Life

Johanna Theodolinde Erika Petri was born on 7 December 1906 in Rostock. She grew up as the second of six children in Belgard on the banks of the Persante River (Eastern Pomerania, today Poland). Her father was director of the central power station. The family was wealthy and valued education. In order to be able to do the final secondary school diploma, young Erika, together was the first girl to attend the public grammar school for boys. Afterwards she studied art history, archaeology and medieval history in Lausanne, Munich and London. She completed her studies in 1931 and finished her doctorate with a thesis about the rococo sculptor Johann Michael Feichtmayr.

When studying in Munich, Erika Petra met the mechanical engineering student Günter Fuchs. They were married in 1932 and moved to Schwarzenbach an der Saale. Günter Fuchs became the managing director and subsequent owner of the company SUMMA Feuerungen, which produced modern heating systems for tiled stoves. Their sons Thomas and Nikolas were born in 1934 and 1938. Günter Fuchs was an engineer who registered numerous improvements of boilers for patent and designed their domestic furniture. In 1941, he was conscripted into the German army. For some time he worked in the German Army Ordnance and later became the technical director of an underground pilot plant for the production of the so-called V2 rocket.

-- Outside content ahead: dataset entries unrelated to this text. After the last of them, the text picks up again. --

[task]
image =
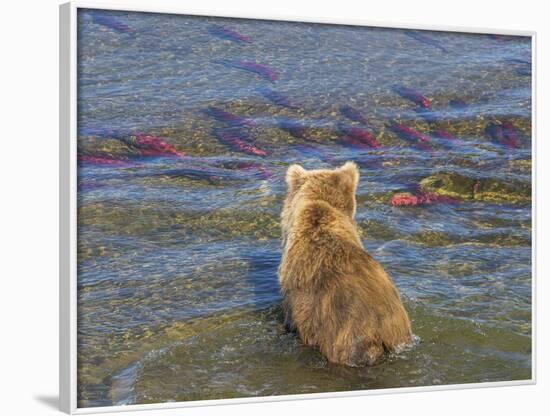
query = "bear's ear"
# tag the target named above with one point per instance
(295, 176)
(351, 172)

Erika Fuchs was not able to work as an art historian in the small town of Schwarzenbach.  After the war, she dedicated herself to the establishment of the secondary school in Schwarzenbach for a few years. As she appreciated English literature, she started to translate for her own pleasure. Ultimately, she took on orders as a free-lance translator, among others for Reader’s Digest. One day she met the manager of the newly founded Ehapa publisher in the Stuttgart publishing house. He offered her new material that so far was completely unknown in Germany: magazines with coloured drawings of mice and ducks that spoke to each other by means of speech bubbles. Erika Fuchs was appalled and refused – in her opinion, something like this would never work in Germany. Despite this, she took a few magazines home, showed them to her husband and, finally, was won over.

The first German Mickey Mouse magazine was published in 1951. The imprint indicated: Chief editor Dr. Erika Fuchs. She translated the stories from Duckburg until 1988. After Günter Fuchs’ death in 1984, Erika Fuchs moved to Munich where her children and grandchildren lived. She passed away in 2005 at the age of 98 years and is buried in Schwarzenbach an der Saale alongside her husband.